A review of Flares by Christopher Merrill

Reviewed by Nina Murray

Flares
by Christopher Merrill
White Pine Press
May 2021, 100 pgs, ISBN: 9781945680465, Paperback

Tom Sleigh, one of the two people to whom Flares is dedicated, once told me about his first experience traveling with Chris Merrill. Tom, as I remember it, was feeling a bit apprehensive about what and how he was going to write about the particular unquiet destination where he was about to teach a writing workshop with Mr. Merrill. Chris’s response was, in so many words, write down everything you see. Capture the details. Use your senses. Sort it out later. 

Flares is a collection of short prose poems that capture and distill Mr. Merrill’s radical welcome to dislocation, practiced over cultural missions to over fifty countries. “Hellbent”, late in the book, delivers the ars poetica: 

One by one the words take on a luster forbidden to them in the old dispensation, and the earth shines. (83).

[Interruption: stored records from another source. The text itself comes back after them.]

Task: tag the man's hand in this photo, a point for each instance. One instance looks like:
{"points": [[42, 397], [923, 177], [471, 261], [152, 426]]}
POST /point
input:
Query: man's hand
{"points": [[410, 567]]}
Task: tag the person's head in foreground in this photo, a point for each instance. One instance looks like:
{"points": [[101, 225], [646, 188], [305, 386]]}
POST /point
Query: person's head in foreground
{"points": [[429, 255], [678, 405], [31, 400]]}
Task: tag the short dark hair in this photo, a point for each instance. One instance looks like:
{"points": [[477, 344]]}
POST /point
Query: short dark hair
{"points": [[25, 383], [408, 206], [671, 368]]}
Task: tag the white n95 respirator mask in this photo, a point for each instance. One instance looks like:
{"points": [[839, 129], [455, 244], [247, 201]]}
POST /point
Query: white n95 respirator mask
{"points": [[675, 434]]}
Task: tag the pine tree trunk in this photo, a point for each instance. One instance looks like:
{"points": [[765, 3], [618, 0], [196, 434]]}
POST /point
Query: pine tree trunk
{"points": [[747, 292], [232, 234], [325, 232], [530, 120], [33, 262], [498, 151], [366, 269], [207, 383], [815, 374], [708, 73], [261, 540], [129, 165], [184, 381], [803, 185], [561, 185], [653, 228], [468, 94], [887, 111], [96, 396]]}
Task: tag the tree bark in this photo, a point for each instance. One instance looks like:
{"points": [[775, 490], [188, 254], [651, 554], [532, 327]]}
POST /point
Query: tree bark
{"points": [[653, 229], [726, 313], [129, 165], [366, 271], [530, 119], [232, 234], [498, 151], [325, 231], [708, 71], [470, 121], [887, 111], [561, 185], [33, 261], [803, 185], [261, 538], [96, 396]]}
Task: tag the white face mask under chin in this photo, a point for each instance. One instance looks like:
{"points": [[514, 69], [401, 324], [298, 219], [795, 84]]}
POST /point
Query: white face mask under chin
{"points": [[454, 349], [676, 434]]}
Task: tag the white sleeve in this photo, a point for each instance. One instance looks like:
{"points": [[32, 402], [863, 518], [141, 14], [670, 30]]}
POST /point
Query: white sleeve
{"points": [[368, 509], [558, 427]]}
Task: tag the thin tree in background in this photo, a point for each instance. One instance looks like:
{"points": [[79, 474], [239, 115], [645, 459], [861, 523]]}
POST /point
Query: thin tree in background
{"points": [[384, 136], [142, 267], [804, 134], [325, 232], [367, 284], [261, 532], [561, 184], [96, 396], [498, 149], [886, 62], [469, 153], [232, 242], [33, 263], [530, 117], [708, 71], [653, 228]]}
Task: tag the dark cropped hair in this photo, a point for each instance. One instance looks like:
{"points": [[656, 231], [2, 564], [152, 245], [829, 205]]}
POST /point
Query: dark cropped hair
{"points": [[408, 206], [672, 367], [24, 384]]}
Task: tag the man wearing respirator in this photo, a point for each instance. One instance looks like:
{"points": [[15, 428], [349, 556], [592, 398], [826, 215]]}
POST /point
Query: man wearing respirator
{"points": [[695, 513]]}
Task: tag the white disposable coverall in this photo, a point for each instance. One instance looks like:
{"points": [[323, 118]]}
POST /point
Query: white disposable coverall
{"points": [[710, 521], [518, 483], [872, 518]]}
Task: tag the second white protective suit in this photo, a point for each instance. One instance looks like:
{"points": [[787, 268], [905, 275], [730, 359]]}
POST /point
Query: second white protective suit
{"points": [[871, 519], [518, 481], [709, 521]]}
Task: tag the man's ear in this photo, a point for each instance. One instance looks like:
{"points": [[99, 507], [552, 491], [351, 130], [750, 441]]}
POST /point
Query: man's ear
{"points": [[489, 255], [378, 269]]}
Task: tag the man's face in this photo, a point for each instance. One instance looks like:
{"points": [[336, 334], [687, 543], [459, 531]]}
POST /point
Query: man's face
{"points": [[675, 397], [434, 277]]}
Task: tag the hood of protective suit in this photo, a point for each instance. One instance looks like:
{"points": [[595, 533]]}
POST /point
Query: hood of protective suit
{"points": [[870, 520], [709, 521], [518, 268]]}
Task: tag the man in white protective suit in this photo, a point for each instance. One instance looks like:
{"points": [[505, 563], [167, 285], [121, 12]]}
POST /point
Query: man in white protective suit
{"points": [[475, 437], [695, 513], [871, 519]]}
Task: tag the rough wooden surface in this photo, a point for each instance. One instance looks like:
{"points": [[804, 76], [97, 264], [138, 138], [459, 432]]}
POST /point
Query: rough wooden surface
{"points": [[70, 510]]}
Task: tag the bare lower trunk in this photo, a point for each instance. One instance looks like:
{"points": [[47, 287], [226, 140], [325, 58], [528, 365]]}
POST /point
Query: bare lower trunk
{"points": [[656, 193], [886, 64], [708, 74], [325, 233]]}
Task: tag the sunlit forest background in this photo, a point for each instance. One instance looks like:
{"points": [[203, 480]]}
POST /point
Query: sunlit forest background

In many of these poems, what begins as a hyper-local calamity–in an alley, a travel lodge, a club–transmogrifies in Mr. Merrill’s hands into sentences where what comes next is determined to flush the subject straight out of its just-tamped-down bed in the tall grass. The reader is shocked into vigilance, which gradually becomes a kind of acute reciprocity, an attention that is not easily achieved in our daily lives. The acoustics induce an electric trance:

A boy hoists a plastic bag of frogs onto a wooden pallet, baby eels slither around a white pail, and sea snakes curl under and over one another, venomous phrases traded at the end of the day. 

— The Fish Market in Guangzou (48)

The short form serves as a super-conductor super-collider of the observed and the remembered, the told and the spied.  Humanity–whether Mr. Merrill finds it befuddled, warring or resigned to its slightly ridiculous fate–cannot help but become words and these, in the vision of this book, are particles of poetry whose bombardment of the earth is as natural and penetrating as the rain of muons from outer space. 

About the reviewer: Nina Murray is a Ukrainian-born American poet and translator. Her debut collection of poetry, Minimize Considered, was published by Finishing Line Press. Her newest collection is Alcestis in the Underworld, published by Circling Rivers press.